Почта писателя... (А что в России будет? Стократно всё это же.)
Слегка стал я касаться и самоновейшей литературы — третьеэмигрантской и выплывающей на Запад из советского подполья. Да, видно произошёл надрыв русской литературы, пролёг резкий рубеж: до дикости чуждые приёмы и мерки. И читать — совсем неинтересно, даже отвратно. Необратимая смена эпох? Или просто Порченая литература? — так я назвал её для себя.
Между тем политическая свалка в новой России всё накалялась — и на самом же бесплодном направлении. В полном небрежении оставались 25 миллионов русских в бывших советских республиках (никто и не пошевельнулся забирать их, хотя бы из пылающего Таджикистана или из Чечни, где русских безнаказанно теснили, грабили, убивали). И в какую пропасть летит страна с провальными гайдаровскими реформами — не забота. А весь накал, как у двух козлов, столкнувшихся на мостике, пошёл на борьбу между группой Ельцина и группой Хасбулатова. Как годом раньше Ельцин видел только одного врага — Горбачёва, а раскромсанье России казалось ему второстепенным, так сейчас важно было раздавить Хасбулатова и изменника Руцкого. Ото всего этого к концу 1992 года развилось напряжение, грозившее полным хаосом в стране.
(А парадокс, усмешка истории, которую не замечали участники той борьбы, состояла в том, что “демократы” — ради поддержки своей надёжи Ельцина — защищали план конституции авторитарной России. А Верховный Совет, большей частью коммунисты, всей душой преданные тоталитарности, — эти, чтобы только подорвать Ельцина, вынуждены были ратовать за демократию. То есть обе стороны действовали не по принципу, а по политической тактике.)

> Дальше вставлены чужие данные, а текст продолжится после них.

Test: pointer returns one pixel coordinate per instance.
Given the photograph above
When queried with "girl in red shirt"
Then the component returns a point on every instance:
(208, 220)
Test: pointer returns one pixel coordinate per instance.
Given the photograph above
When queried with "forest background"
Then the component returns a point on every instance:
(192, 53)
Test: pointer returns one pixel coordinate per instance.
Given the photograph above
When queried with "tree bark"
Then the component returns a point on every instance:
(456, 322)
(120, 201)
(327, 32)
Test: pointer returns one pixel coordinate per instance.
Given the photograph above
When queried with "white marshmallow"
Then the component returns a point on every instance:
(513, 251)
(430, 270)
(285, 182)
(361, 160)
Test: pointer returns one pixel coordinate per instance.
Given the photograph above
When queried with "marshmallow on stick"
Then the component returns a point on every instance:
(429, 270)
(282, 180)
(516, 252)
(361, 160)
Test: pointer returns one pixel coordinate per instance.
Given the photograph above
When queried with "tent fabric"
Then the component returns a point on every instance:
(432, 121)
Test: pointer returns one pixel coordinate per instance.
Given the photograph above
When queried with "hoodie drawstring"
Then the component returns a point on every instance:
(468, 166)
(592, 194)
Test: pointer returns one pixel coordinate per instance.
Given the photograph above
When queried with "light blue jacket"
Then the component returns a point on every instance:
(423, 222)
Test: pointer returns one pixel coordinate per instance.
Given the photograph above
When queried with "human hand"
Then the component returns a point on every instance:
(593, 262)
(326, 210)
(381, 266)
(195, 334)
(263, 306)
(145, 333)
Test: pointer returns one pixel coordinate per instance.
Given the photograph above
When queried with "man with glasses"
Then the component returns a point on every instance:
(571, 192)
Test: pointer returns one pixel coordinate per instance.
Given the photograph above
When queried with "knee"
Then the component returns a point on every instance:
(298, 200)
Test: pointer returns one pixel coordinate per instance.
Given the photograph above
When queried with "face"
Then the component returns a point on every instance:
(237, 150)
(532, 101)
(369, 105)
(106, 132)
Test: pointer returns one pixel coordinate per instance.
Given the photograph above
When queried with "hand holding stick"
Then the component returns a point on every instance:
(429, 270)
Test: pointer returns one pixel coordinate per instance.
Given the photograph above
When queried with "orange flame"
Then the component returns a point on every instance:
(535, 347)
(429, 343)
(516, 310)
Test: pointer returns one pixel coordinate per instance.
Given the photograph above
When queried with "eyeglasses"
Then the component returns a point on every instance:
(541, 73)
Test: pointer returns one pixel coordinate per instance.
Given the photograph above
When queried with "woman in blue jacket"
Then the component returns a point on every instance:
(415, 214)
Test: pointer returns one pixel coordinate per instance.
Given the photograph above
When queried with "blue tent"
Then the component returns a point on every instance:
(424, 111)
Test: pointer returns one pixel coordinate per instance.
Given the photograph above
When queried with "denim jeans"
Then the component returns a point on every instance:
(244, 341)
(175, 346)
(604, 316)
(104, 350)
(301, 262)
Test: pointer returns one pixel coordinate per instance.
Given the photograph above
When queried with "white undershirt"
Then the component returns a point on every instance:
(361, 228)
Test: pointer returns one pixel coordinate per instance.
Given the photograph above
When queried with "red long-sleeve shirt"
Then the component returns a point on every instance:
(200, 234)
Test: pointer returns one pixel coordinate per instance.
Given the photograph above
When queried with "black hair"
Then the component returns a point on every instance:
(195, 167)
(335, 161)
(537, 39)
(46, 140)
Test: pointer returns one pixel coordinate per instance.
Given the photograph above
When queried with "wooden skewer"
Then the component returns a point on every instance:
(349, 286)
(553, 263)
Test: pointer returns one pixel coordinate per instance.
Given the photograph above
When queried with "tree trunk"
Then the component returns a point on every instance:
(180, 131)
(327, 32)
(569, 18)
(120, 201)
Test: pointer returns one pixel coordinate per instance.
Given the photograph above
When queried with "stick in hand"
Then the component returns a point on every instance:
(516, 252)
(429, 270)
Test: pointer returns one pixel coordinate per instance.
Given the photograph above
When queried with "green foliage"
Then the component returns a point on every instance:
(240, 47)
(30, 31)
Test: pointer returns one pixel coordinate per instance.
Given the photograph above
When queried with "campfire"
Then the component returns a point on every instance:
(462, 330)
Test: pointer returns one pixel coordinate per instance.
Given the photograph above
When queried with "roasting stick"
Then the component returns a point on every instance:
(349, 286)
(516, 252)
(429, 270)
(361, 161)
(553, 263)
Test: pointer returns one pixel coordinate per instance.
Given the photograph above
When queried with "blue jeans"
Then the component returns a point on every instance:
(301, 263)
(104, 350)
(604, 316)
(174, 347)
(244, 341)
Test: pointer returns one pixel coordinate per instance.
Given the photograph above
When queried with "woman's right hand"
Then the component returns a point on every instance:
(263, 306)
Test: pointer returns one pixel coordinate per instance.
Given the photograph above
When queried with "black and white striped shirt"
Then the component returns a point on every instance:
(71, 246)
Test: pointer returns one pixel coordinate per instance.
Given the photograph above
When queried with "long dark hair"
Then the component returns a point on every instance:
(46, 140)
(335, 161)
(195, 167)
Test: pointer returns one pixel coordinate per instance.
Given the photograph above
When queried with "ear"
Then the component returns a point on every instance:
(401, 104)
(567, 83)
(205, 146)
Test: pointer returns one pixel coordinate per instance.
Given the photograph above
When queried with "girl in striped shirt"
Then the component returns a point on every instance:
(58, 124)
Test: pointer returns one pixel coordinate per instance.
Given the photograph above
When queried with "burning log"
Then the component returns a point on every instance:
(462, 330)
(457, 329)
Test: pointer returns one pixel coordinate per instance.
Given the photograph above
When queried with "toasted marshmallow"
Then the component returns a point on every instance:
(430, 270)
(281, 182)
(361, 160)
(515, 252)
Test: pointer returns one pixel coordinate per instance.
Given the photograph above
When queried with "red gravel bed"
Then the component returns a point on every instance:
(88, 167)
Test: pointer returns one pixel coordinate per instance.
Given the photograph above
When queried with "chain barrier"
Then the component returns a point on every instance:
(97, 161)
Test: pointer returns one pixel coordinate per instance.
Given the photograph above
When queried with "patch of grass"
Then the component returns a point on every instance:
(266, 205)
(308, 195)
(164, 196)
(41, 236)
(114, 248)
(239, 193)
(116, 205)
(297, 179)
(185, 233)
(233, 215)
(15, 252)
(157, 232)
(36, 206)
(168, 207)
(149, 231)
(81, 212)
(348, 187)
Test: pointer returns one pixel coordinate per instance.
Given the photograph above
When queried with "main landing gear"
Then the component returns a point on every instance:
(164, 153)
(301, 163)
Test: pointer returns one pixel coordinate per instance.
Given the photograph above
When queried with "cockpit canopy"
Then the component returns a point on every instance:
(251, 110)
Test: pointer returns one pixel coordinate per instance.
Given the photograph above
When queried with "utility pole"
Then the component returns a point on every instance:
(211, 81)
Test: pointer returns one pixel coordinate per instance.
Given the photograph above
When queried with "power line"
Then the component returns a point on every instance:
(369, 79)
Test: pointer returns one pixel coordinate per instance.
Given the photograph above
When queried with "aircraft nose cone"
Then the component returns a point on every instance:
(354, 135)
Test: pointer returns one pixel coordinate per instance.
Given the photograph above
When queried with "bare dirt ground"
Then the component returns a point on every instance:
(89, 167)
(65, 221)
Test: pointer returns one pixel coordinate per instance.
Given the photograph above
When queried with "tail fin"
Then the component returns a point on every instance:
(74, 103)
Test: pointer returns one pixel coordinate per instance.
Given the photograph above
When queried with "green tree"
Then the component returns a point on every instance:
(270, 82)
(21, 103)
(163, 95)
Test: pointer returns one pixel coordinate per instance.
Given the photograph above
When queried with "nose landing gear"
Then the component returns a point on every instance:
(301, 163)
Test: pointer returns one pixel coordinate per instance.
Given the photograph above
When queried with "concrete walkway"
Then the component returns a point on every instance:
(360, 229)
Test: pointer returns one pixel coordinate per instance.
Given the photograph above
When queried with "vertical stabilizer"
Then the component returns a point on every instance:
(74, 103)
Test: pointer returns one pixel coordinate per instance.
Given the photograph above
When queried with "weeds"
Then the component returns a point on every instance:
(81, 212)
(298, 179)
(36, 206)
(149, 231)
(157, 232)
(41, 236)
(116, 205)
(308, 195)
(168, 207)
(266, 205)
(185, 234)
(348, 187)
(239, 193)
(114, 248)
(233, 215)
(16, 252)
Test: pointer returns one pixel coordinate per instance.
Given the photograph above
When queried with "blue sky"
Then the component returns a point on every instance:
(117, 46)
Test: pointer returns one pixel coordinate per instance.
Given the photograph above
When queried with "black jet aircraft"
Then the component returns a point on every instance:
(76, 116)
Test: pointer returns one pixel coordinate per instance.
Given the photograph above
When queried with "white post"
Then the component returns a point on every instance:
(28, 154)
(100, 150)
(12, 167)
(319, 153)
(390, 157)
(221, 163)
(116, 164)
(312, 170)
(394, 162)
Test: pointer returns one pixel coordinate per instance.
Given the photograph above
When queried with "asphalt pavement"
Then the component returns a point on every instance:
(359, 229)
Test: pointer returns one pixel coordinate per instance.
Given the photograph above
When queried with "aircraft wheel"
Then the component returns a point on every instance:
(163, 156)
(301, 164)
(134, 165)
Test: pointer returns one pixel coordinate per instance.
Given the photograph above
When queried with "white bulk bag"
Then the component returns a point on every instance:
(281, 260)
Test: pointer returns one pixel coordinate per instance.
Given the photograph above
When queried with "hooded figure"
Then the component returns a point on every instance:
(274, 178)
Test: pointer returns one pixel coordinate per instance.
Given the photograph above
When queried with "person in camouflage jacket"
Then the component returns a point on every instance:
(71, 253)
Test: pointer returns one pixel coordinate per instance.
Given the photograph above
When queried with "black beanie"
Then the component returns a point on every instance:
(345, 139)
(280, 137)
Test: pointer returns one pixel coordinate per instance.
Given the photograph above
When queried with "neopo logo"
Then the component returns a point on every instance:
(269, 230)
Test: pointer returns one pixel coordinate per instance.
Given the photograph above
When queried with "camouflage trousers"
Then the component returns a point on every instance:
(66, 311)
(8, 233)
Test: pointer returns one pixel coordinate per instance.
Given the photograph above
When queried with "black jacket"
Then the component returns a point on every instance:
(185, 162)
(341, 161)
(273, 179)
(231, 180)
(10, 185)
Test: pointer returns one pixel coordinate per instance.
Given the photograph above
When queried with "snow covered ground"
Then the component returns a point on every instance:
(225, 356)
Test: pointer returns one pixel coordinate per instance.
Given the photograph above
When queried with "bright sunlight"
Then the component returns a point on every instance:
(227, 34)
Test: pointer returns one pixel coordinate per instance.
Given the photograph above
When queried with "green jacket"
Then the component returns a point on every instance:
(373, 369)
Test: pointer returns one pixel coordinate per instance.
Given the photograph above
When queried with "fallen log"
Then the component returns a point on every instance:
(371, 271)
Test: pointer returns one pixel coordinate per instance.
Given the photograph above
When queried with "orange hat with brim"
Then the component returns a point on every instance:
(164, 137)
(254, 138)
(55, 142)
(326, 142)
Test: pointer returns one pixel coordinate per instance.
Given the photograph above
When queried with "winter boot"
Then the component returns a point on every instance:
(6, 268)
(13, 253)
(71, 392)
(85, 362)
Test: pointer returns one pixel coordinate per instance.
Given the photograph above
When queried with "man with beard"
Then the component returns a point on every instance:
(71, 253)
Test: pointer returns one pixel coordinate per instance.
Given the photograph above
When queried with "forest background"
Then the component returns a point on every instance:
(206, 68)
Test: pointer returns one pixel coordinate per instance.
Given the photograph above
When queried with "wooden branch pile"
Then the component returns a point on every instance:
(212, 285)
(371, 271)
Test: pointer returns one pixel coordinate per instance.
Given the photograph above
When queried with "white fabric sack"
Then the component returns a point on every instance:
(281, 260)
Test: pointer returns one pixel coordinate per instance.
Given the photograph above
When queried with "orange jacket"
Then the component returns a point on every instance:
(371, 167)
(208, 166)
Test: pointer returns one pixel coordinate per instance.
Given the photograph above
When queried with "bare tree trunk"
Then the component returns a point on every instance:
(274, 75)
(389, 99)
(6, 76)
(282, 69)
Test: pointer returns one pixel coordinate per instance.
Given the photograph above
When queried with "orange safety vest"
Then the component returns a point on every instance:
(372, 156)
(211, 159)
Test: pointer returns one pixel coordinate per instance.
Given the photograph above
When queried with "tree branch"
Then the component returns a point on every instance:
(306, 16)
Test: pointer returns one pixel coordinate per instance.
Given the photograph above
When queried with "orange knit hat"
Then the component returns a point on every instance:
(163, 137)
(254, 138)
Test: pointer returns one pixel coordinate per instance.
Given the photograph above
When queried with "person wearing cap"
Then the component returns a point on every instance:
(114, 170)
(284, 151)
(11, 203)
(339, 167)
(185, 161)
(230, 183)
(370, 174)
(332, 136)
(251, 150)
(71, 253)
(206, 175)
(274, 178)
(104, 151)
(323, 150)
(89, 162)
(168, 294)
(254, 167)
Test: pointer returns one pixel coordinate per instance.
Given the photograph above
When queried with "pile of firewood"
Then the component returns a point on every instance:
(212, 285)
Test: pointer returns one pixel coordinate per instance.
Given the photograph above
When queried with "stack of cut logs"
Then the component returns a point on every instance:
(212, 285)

Выступать перед народом систематически и объяснять свои действия и планы, как это делал Рейган и другие западные лидеры, — Ельцин не имел ни личной способности, ни охоты (да недоступно было и советникам сочинять: чтбо ему говорить при таких провалах, при таком кричащем несоответствии слов и дел?). Однако перед московской интеллигенцией, как, очевидно, внушили ему, иногда надо было изъясняться. И он собирал избранных, обычно в парадной кремлёвской обстановке. И в ноябре 1992, через два месяца после того, как не “лёг на рельсы”, высказывал на “конгрессе интеллигенции”, по чьей-то шпаргалке, премудро: “Мы недооценили инерцию прежней системы. И результаты реформы оказались в зависимости в меньшей степени от радикальных действий правительства, а в гораздо большей — от ритма жизни, от стереотипа поведения людей”. (Постыдники! Если вы и инерции не предусмотрели — о чём же вы вообще думали, заваривая кашу? — И опять у вас этот неисправимый народ виноват, не ценит благодеяний?) — Двумя месяцами спустя ещё одно объяснение на Совмине: Ельцин “не согласен, что 1992 потерян для России. Была бы катастрофа, если бы не начали реформы. Они пошли по единственно [уже!] возможному варианту. Был огромный дефицит мужественных людей, готовых взять на себя всю тяжесть ответственности. В тех условиях неуместны были дискуссии [даже дискуссии?] о том, какую модель реформ проводить, не было возможности выбора команды... [И нашли Гайдара-Чубайса...] Не было опыта решения таких проблем…”. — Посмели и без опыта. Только для того, чтобы показать кукиш робкому Горбачёву? И для сего — требовал Ельцин, и вырвал от Верховного Совета, “чрезвычайные полномочия” на полтора года.